Could a computer be programmed to feel emotions? We’re not sure; but we now know that we can teach it how to recognize them from the facial expressions of mice.
Researchers at the California Institute of Technology in Pasadena have developed an artificial intelligence system that can monitor the facial expressions of mice to understand whether they are feeling any pain. The research could have direct applications in helping researchers better judge the effectiveness of painkillers during animal trials and could help us understand the neural processes that encode certain facial expressions for humans.
The development of this AI is “an important first step” in understanding the aspects of emotion and how they arise in the brain that are still unknown, the researchers add.
“I was fascinated by the fact that we humans have emotional states which we experience as feelings,” says neuroscientist Nadine Gogolla at the Max Planck Institute of Neurobiology in Martinsried, Germany, who led the three-year study. “I wanted to see if we could learn about how these states emerge in the brain from animal studies.”
While it may feel like an intuitive truth to many of us, the idea that animals could showcase their emotions through facial expressions was first introduced in academic circles around 150 years ago by Charles Darwin. But, for the longest time since then, this idea had to stay on the level of a hypothesis — we simply didn’t have a reliable means to capture and analyze the facial motions of model animals or to tie them to neural activity.
For the study, the team fixed mice in place such that their heads were kept still, then introduced different sensory stimuli to the animals to trigger particular emotions. Examples of stimuli include placing sweet or bitter fluids on the mice’s lips to evoke emotions such as pleasure or disgust. Pain was produced by delivering small electric shocks to the tail, and feelings of malaise were produced by injecting the animals with lithium chloride.
Features that the team monitored during this time included the movment of the mouse’s ears, cheeks, nose, and the upper part of its eyes. Despite this, they couldn’t reliably determine which emotions were conveyed by different expressions.
Because of this, they opted to break down the video recordings of the facial movements into ultra-short snapshots as the animals responded to the different stimuli. These were then fed through a machine-learning algorithm to teach them how to recognize distinct expressions. They then learned to correlate these expressions with emotional states, which were estimated based on the type of stimuli the animals were exposed to.
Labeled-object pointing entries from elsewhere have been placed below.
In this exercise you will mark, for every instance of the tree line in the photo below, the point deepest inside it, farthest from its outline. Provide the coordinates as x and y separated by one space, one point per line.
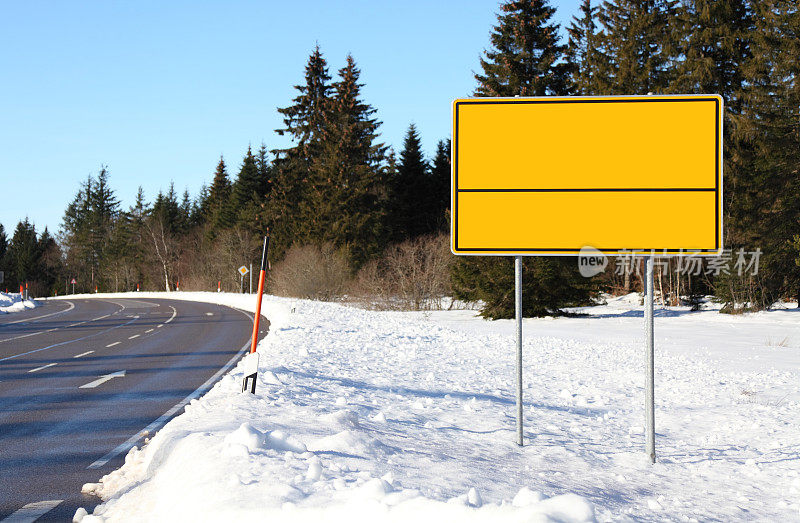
339 185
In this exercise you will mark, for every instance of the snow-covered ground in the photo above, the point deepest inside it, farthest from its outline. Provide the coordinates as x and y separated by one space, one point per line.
13 302
390 416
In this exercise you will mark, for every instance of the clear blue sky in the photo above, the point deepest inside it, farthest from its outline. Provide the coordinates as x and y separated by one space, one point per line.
158 90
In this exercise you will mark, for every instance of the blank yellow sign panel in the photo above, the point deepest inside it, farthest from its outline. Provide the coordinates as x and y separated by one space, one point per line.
553 175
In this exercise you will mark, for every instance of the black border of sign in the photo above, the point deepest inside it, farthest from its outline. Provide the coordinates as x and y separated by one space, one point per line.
557 251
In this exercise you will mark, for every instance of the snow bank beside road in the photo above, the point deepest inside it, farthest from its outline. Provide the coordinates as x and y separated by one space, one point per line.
13 302
387 416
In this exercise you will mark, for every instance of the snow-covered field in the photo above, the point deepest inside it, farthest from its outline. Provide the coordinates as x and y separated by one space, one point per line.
13 302
392 416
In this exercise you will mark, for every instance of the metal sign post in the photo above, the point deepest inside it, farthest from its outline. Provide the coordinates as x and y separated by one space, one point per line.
649 392
518 306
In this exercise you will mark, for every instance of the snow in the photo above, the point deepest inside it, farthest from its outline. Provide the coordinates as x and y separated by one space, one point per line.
393 416
13 302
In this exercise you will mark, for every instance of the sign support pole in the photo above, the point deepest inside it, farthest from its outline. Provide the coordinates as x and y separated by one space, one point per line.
518 306
649 405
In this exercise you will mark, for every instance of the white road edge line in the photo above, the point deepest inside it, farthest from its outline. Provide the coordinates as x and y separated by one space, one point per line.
164 417
71 306
66 342
56 328
42 367
32 511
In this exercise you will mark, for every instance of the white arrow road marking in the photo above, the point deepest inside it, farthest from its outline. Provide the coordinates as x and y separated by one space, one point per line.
32 511
71 306
103 379
126 446
43 367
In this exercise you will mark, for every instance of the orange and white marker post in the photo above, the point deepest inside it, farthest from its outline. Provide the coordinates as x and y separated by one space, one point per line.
251 367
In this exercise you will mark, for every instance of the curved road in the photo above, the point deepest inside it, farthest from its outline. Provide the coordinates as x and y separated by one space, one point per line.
84 380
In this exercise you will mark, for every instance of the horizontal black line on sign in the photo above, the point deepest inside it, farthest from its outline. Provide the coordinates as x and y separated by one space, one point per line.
643 189
643 99
602 249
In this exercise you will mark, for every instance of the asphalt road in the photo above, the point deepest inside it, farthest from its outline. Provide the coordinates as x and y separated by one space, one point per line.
84 380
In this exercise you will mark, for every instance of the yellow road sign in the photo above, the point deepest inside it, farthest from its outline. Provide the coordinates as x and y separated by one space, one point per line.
549 176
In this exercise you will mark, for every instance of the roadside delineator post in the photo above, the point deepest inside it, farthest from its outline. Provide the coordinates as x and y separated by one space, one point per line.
251 367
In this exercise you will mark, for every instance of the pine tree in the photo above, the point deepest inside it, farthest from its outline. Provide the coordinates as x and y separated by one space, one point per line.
348 193
765 208
526 56
412 190
526 60
3 245
248 185
583 54
289 214
220 212
23 254
441 172
50 270
639 41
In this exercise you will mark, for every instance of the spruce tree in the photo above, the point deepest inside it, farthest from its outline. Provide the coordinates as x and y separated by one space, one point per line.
23 254
347 198
289 215
220 211
441 172
526 59
763 206
640 41
248 185
3 244
412 189
583 54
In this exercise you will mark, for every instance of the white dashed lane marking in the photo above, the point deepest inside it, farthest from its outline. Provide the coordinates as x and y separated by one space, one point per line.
42 367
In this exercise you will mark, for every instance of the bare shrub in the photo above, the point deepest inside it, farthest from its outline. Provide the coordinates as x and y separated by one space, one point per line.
311 272
413 275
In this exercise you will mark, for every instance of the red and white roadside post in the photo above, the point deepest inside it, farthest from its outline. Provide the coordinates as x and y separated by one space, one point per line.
251 365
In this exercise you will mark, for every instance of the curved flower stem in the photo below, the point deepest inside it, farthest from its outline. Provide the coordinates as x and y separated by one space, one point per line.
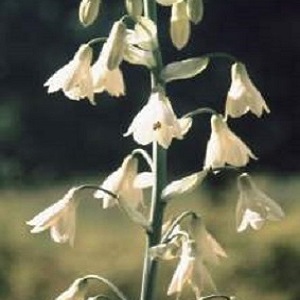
160 178
200 111
177 221
156 219
145 155
109 284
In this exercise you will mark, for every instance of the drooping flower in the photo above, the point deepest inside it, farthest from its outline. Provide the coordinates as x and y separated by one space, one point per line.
179 25
243 95
116 45
190 270
224 147
75 78
254 207
107 80
122 183
158 122
59 218
106 73
76 291
184 270
88 11
134 7
195 10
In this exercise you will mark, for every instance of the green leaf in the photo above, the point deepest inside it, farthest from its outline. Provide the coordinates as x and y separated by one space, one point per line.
184 69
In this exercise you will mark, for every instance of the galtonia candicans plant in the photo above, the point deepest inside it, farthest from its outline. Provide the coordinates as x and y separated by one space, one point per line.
133 38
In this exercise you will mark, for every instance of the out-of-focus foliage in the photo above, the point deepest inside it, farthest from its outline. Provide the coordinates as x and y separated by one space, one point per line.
261 265
44 136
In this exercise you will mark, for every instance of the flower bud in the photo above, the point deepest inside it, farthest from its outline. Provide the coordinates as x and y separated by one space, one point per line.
116 45
88 11
180 25
84 54
195 10
134 7
77 290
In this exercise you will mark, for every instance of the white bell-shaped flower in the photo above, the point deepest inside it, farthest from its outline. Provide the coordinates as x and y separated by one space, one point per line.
122 183
59 217
184 271
180 27
88 11
254 207
157 122
224 147
76 291
190 270
75 78
107 80
243 95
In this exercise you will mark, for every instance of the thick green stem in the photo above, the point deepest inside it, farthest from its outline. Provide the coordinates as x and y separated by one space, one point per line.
156 218
160 175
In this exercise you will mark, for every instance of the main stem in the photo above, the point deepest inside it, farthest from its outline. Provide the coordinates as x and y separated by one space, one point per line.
160 174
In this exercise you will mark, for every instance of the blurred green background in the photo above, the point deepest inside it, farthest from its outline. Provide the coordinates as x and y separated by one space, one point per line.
49 143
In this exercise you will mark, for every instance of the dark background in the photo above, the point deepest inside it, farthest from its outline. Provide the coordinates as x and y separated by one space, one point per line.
45 137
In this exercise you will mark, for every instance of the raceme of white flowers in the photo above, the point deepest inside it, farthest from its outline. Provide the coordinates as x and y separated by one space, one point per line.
254 207
122 183
75 78
134 39
224 147
196 252
243 95
157 122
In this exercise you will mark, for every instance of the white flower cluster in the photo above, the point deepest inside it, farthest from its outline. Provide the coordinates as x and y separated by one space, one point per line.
196 251
80 78
156 123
Some of the findings the AI produced were that a mouse experiencing pleasure would pull its nose down towards the mouth, and pulls its ears and jaw forwards. When feeling pain, it would pull back its ears, bulk out its cheeks, and sometimes squint. The expressions identified were persistent, the team explains, and their strength correlated with the intensity of the stimulus.
The use of AI for this type of research goes a long way toward removing any biases that may interfere with the interpretation of the emotions each animal might be feeling, the team adds.
Using a technique called optogenetics, which can be used to cause genetically-modified neurons to light up when they activate or become activated when a strong light is shone upon them, researchers examined where these emotions were formed in the brain. The team targeted individual neural circuits that have been linked to the formation of particular emotions in both humans and mice, to induce these emotional states in the mice. When stimulated this way, the mice assumed the relevant facial expressions, validating the results of the previous steps.
Finally, the team used a specialized technique to observe individual neurons in the mouse brain that were activated only while particular emotions and facial expressions were evoked. This further step confirmed their results, and could help to pinpoint the specific neurons that govern the formation of emotional states and their associated facial expressions.
“They may represent part of a coding for emotions in the brain,” speculates Gogolla. “We think that encoding for emotion may be evolutionary conserved, and so the encoding in humans and mice may share some common features.”
The paper “Artificial intelligence decodes the facial expressions of mice” has been published in the journal Nature.